Abstract
The oblique random survival forest (RSF) is an ensemble supervised learning method for right-censored outcomes. Trees in the oblique RSF are grown using linear combinations of predictors, whereas in the standard RSF, a single predictor is used. Oblique RSF ensembles have high prediction accuracy, but assessing many linear combinations of predictors induces high computational overhead. In addition, few methods have been developed for estimation of variable importance (VI) with oblique RSFs. We introduce a method to increase computational efficiency of the oblique RSF and a method to estimate VI with the oblique RSF. Our computational approach uses Newton-Raphson scoring in each non-leaf node, We estimate VI by negating each coefficient used for a given predictor in linear combinations, and then computing the reduction in out-of-bag accuracy. In benchmarking experiments, we find our implementation of the oblique RSF is hundreds of times faster, with equivalent prediction accuracy, compared to existing software for oblique RSFs. We find in simulation studies that “negation VI” discriminates between relevant and irrelevant numeric predictors more accurately than permutation VI, Shapley VI, and a technique to measure VI using analysis of variance. All oblique RSF methods in the current study are available in the aorsf R package, and additional supplemental materials are available online.
Supplementary Materials
Supplemental materials for the current analysis are available online.

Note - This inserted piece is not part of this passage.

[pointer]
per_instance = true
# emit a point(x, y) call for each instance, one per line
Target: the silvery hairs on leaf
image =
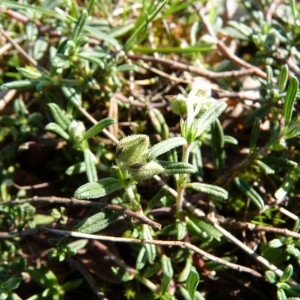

Code The code used to generate results in the current analysis are available online at
https://github.com/bcjaeger/aorsf-bench and provided as supplemental material (aorsf_bench.zip).
aorsf The R package used to fit oblique RSFs in the current analysis is available online at
https://github.com/ropensci/aorsf and version 0.0.7.9000 is provided as supplemental material (aorsf_package.zip).
Disclosure Statement
No potential conflict of interest was reported by the authors.
Notes
1 Menze et al. (Citation2011) name their method “oblique RF VI,” but we use the name ‘ANOVA VI’ in this article to avoid confusing Menze’s approach with other approaches to estimate VI for oblique RFs.
2 The aorsf package automatically scales numeric inputs to a mean of zero and standard deviation of one.
3 The aorsf package enables customized functions to be applied in lieu of the default C-statistic.
4 For example, when the prediction task was to predict risk of death in the ACTG 320 clinical trial (26 events total), some splits did not leave enough events in the training data to fit complex learners such as neural networks
5 Although the party package implements the approach to VI developed by Strobl et al. (Citation2007), the developers of the party package note that the implementation of this approach for survival outcomes is “extremely slow and experimental” as of version 1.3.10. Therefore, it is not incorporated in the current simulation study.